Le digital fait-il perdre du pouvoir aux managers ?
Julien Pouget, fondateur du cabinet spécialisé dans le recrutement et le développement des talents JP Associés, décode chaque semaine pour L’Usine Digitale les enjeux de l’intégration d’une génération de digital natives dans le monde du travail.
Pour la rentrée, il nous livre ses réflexions sur la meilleure façon de manager les jeunes et les moins jeunes à l'heure du digital.
Pendant longtemps, être manager c'était "savoir avant" ou "être seul à savoir" dans l’entreprise. L’accès privilégié à l’information s’inscrivait dans une logique de commandement en vertu de laquelle les managers diffusaient, de manière verticale, l’information qu’ils estimaient utile à leurs subordonnés.
Est-il besoin de le préciser, l’avènement du numérique et d’Internet a considérablement modifié la donne. Les technologies de partage de l’information suivent la règle du triple A de l’internet : Anything, Anytime, Anywhere. L’information est accessible par tous, à tout instant et s’affranchit des niveaux hiérarchiques de l’entreprise.
L'effritement des murs des services RH
Google en a récemment fait l’expérience au sein même de son organisation. Des salariés ont mis en place un tableur qui permet de partager et de comparer son niveau de rémunération. Adopté spontanément par des milliers de "Googlers", l’outil permet d’accéder à des informations qui traditionnellement n’auraient jamais quitté les murs des services RH ou de la direction.

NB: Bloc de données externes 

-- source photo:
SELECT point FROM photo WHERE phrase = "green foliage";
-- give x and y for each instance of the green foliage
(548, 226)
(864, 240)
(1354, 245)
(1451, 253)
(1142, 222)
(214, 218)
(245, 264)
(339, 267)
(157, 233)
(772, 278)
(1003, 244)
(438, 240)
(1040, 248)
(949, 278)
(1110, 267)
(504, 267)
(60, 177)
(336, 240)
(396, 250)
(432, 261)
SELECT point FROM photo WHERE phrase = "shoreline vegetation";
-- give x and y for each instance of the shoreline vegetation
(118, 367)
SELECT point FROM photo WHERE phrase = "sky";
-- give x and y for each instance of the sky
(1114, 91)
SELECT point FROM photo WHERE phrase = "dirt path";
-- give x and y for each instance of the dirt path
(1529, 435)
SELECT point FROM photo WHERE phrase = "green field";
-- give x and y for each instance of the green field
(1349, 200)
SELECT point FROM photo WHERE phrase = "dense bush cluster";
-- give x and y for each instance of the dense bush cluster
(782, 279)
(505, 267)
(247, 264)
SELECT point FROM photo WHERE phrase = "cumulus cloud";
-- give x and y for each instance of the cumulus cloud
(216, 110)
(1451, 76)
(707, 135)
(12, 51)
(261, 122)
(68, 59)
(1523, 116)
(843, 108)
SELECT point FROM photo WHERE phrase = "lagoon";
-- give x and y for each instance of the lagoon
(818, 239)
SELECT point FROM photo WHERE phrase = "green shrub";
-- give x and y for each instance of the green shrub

Pour les managers, la transition vers ce nouveau monde de l’information ubiquitaire n’est pas toujours évidente. Beaucoup continuent de voir dans l’asymétrie informationnelle une reconnaissance de leur statut, voire de leur légitimité. En conséquence, ils ne vivent pas toujours bien les pratiques d’échange d’informations "horizontales" (email collectifs, réseaux sociaux d'entreprise, documents partagés, etc.) qui les dépossèdent de ce privilège. Certains tentent même de réintroduire le "mode pyramidal" dans des technologies horizontales en soumettant, par exemple, les publications des RSE à une modération a priori. Échec garanti.
Un symptôme plus qu'une erreur
Cette lutte désespérée des managers pour conserver un temps d’avance dans l’information appelle deux remarques.
D’abord, elle confirme le besoin criant de reconnaissance. Si certains managers s’accrochent à ces formes artificielles de reconnaissance, c’est aussi parce qu’ils n’en obtiennent pas suffisamment par ailleurs.
Ensuite, le fait qu’ils ne comprennent pas toujours ce que les jeunes générations (et une partie grandissante de salariés) attendent d’eux. Avoir un responsable qui sait tout et partage au compte-goutte n’est plus le rêve absolu. Beaucoup préféreront un manager qui partage l’information au maximum et en continu. Et tant pis, si un "je ne sais pas" s’invite dans les échanges. Le manager idéal n’est plus nécessairement omniscient à leurs yeux.